The University’s Program in Human Sexuality last week was awarded $1 million from the National Centers for Disease Control to study the effectiveness of two programs to prevent the spread of HIV.
Over the next three years University researchers will study two prevention programs that target specific populations at risk for contracting HIV, the virus that causes AIDS.
One test population is men who have sex with or are attracted to other men.
The “Man-to-Man: Sexual Health Seminars” will study how information presented in the seminar affects the sexual behavior of 500 male participants.
The other program, “Women’s Initiative for Sexual Health,” will focus on women of color. This demographic group makes up 41 percent of the United State’s HIV-positive population. The program is intended to determine which HIV risk factors most affect women.

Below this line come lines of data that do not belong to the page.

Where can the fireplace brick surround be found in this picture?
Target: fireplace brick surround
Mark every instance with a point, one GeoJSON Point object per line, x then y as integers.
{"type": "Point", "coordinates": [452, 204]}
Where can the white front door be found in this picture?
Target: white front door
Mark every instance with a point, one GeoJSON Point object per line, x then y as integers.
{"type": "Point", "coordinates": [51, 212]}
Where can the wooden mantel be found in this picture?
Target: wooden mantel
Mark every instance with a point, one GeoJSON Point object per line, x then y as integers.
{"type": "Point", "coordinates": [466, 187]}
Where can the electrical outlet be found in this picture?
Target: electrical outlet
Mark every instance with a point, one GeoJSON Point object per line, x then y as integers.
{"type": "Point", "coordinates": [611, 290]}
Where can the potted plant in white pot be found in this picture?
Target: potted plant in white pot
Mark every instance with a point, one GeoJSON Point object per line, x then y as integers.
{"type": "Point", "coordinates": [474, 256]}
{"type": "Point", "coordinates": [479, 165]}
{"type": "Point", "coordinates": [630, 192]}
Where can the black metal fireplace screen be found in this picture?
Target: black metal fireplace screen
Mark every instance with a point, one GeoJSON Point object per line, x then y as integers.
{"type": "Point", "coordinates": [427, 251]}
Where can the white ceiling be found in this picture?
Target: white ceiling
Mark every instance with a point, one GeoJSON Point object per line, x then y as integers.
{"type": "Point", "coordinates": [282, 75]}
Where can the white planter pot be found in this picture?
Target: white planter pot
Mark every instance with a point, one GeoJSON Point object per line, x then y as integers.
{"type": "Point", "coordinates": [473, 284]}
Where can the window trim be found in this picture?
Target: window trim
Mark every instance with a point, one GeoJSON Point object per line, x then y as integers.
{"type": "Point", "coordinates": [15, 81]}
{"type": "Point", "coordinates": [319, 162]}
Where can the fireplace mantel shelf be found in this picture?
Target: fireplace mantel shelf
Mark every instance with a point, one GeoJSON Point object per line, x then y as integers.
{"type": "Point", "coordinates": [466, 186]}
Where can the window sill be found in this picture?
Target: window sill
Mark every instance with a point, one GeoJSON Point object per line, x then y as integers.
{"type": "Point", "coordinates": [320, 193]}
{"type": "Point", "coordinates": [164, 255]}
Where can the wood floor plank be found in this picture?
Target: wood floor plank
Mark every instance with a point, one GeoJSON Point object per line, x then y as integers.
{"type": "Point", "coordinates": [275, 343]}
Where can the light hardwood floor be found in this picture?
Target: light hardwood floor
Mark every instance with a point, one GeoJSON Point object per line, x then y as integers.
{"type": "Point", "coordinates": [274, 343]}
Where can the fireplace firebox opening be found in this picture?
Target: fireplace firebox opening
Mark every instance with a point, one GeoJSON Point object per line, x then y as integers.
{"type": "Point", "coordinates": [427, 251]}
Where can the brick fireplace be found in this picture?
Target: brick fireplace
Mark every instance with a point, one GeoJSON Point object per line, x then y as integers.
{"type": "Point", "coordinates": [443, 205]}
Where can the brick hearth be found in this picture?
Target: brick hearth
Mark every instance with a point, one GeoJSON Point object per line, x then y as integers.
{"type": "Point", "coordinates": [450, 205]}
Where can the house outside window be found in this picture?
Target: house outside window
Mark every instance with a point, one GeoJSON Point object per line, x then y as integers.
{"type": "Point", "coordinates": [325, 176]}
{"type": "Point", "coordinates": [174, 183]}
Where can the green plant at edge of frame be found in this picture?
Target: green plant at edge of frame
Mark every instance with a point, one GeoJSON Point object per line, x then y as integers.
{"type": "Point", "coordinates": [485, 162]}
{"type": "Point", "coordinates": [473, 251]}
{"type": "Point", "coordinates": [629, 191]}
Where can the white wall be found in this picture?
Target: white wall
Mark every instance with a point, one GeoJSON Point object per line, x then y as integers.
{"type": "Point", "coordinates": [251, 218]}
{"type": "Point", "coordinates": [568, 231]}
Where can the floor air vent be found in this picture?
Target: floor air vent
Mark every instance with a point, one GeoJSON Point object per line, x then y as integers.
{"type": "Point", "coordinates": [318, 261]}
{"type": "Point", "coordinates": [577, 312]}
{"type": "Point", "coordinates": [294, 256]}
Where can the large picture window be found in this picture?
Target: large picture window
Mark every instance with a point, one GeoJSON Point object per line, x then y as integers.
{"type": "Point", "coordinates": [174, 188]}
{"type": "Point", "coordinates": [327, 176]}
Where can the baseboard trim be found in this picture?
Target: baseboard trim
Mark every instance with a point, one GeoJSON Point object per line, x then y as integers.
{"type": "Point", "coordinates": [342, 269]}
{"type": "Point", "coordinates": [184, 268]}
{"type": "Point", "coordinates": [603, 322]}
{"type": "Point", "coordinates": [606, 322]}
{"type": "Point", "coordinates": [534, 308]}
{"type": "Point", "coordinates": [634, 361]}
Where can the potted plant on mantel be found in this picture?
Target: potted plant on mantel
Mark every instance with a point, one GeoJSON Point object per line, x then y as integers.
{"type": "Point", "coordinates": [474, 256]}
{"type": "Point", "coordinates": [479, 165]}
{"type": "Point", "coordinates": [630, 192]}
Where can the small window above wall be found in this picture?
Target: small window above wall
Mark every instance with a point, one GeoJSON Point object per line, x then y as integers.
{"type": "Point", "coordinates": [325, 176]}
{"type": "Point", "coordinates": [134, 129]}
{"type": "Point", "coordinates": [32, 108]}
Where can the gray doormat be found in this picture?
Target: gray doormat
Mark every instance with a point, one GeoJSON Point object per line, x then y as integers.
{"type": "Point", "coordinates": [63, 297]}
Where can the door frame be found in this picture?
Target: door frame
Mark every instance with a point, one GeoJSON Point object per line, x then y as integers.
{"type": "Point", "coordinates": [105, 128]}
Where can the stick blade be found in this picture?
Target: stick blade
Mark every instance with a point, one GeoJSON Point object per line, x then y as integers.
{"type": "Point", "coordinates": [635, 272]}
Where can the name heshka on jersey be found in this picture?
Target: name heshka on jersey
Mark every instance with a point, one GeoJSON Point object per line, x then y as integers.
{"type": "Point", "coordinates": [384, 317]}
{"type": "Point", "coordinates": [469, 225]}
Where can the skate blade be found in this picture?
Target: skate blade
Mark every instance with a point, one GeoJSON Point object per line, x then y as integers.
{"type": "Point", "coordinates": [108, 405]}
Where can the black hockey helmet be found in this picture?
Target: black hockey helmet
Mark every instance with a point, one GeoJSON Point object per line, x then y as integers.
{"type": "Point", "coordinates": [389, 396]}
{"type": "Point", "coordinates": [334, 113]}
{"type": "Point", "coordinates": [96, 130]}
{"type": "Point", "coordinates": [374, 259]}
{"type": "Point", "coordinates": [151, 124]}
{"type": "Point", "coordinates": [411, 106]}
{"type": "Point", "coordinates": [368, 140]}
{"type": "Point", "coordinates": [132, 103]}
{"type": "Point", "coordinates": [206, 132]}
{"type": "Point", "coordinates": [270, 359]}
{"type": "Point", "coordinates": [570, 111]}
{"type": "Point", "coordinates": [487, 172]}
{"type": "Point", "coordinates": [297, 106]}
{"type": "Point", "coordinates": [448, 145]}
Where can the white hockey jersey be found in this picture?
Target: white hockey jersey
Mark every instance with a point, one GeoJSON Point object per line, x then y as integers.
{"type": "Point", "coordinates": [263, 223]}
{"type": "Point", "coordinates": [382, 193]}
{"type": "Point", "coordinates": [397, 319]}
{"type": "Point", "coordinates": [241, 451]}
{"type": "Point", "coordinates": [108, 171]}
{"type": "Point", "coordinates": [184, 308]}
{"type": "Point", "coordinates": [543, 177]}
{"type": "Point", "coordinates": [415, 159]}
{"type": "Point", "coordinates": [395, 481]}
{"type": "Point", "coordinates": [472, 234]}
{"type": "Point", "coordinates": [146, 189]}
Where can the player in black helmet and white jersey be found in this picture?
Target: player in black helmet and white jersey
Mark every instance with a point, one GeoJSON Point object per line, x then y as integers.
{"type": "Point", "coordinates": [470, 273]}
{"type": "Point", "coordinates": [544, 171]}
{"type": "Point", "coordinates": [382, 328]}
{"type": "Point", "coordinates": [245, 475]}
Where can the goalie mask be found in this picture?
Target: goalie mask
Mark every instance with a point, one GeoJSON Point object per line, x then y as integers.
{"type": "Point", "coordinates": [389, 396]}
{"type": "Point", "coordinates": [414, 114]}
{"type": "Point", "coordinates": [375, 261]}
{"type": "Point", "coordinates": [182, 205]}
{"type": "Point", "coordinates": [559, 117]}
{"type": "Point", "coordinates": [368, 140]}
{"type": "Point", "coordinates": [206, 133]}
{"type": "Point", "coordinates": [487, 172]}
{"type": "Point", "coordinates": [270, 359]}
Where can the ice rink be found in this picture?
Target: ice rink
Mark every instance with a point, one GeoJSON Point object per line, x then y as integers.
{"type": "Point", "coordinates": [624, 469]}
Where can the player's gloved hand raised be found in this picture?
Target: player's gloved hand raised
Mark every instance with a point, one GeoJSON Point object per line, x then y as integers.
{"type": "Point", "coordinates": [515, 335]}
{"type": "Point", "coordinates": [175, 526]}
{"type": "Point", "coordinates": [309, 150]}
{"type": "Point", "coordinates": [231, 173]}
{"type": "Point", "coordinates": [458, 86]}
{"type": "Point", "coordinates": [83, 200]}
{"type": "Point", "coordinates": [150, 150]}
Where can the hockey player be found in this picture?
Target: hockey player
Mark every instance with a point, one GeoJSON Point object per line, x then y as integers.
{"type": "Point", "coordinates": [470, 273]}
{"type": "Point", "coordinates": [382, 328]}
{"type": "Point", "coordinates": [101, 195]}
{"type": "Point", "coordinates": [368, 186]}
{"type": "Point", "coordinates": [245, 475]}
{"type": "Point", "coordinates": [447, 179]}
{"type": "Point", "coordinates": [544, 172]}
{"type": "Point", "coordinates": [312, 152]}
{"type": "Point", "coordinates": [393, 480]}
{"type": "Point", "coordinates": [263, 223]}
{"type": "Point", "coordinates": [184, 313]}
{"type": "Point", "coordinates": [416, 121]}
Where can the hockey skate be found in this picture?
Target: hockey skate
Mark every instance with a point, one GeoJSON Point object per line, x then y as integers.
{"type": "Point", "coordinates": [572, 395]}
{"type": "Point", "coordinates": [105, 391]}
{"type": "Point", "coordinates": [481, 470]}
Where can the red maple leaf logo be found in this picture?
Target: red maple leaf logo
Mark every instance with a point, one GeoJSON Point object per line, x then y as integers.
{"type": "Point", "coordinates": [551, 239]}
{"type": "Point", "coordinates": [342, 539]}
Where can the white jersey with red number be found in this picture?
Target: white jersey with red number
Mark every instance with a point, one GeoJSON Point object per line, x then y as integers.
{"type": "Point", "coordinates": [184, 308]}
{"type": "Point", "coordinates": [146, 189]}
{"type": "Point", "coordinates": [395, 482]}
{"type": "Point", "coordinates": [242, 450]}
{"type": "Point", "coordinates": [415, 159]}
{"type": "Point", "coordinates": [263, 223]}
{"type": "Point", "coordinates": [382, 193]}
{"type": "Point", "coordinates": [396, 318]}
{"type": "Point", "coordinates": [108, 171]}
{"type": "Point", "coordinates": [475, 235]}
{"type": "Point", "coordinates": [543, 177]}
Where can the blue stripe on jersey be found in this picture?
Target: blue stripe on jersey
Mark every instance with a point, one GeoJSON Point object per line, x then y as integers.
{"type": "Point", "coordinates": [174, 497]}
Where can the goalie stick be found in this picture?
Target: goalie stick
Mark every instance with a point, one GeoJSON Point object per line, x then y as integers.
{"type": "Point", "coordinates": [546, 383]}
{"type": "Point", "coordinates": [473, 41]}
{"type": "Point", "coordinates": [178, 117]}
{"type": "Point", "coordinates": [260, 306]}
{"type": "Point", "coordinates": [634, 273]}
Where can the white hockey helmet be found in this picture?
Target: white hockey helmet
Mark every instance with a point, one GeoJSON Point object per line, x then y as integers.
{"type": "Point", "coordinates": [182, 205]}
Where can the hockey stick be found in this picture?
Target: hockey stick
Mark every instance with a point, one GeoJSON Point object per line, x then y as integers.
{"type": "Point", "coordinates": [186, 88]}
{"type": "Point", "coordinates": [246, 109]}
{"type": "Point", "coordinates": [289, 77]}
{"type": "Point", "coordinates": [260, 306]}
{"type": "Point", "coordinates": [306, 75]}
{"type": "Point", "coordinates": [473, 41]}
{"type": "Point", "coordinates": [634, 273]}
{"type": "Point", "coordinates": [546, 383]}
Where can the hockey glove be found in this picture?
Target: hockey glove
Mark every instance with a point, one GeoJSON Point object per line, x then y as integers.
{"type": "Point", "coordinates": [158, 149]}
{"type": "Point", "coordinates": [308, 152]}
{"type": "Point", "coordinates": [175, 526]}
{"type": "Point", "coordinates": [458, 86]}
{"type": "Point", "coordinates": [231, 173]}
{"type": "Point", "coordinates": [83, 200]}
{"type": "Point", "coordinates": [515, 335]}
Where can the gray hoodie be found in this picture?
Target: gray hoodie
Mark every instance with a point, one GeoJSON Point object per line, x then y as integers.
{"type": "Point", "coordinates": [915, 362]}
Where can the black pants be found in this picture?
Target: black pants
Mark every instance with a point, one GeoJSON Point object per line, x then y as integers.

“The awards are very good news for Minnesota,” said Eli Coleman, director of the University’s Program in Human Sexuality. “It means we can study two of our populations most at risk for HIV, and feed the results directly back to these communities.”
The University’s Program in Human Sexuality is also participating in a nationwide study that targets men age 25 and younger.
“HIV is on the increase in this population again and the dangers are high,” said Gary Remafedi, a University researcher conducting the program.
About 84 percent of reported AIDS cases in the United States are people in the 25-to-49 age group. The majority of AIDS cases, 85 percent, are men.
Remafedi also recently received a grant from the Centers for Disease Control to fund his work.
Over the next five years Remafedi’s staff will work with four other sites around the country to determine which intervention programs are most effective.
The other sites are located in San Francisco, New York City, Chicago and a combined program for the Detroit and Milwaukee areas.